As we sat down for my interview, Becky told me she liked my high heels with sparkles and lace. I told her I liked her flat boots. They looked comfortable! She admitted she's all about comfort and while she is proud to be one of a few females in the sport, she could NEVER walk in my heels.

The red studio light signaled we were on air, I introduced Becky and asked, "What's it like as a female in this sport?"

"It was a dream of mine since the 9th grade," she tells me, "but I was always told it's a man's world, you can't do it. You're a girl. It was just one of those things that I wanted and I knew I needed and I had to do this to prove to myself and everybody that if it's something you really want, you can do it. So, it's been great."  She continued "I started out working on a truck so a lot of the guys didn't take me seriously. I was a 19 year old girl be-bopping in, saying that I loved Monster Trucks, so no one took me seriously. It was one of those things where I had to earn the respect. Now, 9 years later, I am now a driver and I'm still in it."

I later asked her about the physical toll of the sport.

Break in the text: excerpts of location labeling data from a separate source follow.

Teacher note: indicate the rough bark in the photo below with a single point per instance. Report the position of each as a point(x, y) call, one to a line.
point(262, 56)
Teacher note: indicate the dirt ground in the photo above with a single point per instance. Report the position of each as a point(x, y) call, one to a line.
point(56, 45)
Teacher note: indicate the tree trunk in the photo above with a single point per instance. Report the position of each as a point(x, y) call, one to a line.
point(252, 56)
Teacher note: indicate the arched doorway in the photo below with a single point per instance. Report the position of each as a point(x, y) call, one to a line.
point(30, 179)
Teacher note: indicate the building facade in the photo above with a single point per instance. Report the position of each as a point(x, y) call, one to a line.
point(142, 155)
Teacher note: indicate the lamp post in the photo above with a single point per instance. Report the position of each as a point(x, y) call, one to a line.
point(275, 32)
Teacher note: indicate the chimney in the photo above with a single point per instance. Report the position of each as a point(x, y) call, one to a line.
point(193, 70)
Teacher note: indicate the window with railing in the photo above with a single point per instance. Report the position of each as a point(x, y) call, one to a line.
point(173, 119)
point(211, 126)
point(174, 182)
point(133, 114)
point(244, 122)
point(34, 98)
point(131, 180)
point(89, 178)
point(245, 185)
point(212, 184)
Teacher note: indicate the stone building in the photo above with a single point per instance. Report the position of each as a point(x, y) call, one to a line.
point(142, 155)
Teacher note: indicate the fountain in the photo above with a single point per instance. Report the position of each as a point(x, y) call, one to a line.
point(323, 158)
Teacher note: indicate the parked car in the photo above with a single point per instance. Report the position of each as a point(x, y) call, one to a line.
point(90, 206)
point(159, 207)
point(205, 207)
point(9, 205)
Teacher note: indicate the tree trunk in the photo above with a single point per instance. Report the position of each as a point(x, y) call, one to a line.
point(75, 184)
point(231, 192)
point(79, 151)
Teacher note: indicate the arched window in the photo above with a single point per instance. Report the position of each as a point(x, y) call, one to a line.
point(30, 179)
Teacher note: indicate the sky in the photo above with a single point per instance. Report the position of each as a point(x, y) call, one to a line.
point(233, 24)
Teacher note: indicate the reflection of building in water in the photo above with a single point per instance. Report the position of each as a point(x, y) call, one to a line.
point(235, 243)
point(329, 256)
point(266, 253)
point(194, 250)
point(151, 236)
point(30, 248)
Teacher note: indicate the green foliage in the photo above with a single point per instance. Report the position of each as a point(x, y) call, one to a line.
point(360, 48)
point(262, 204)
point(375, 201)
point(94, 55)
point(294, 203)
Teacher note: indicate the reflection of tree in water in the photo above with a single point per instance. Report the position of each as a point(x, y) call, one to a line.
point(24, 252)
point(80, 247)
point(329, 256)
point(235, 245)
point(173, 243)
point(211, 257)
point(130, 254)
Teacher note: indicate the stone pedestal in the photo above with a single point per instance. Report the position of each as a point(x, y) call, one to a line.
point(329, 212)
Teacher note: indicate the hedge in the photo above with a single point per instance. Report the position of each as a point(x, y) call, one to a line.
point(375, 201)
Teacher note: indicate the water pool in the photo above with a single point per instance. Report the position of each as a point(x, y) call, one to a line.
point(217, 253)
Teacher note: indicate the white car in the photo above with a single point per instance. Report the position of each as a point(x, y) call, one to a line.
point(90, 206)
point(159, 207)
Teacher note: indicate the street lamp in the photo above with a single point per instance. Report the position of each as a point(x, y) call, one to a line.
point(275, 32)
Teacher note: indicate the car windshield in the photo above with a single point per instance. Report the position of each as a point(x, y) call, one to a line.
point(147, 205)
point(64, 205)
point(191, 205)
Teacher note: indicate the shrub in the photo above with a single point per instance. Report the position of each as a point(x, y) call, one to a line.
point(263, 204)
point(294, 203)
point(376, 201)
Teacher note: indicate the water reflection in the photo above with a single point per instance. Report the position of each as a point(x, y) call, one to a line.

She said, "It is a beating for sure especially out there on the 4 Wheelers and our arms are constantly going in the trucks and speedsters, it definitely is a beating, but we have had the physical training and we get up and go to the gym together, we try to keep each other in check on how we are eating during the show and staying hydrated. It definitely is a beating but that's why we are the younger, newer Monster Jam!" She tells me it is demanding, but she feeds off the energy of the crowd. Becky says, "The adrenaline is through the roof. I cannot honestly compare it to anything I have ever done or could even imagine doing. There's so much energy at a show between the fans on their feet hooping and hollering and the energy of the trucks. I mean its just unreal. That's what made me fall in love with the sport."

After that interview, I knew I had to go to the show and I took my 4 year old daughter with me. I admit -- there's nothing like it. Becky won one of the events that night. She wanted to come out on top and she did. Becky beat out the boys. I turned to my daughter and said, "See, girls can prove their strength with a lot of hard work and practice."

Rock on, Becky! Thanks for the interview, the thrill and the life lesson I was able to teach my daughter at, of all places, a Monster Jam Truck Rally.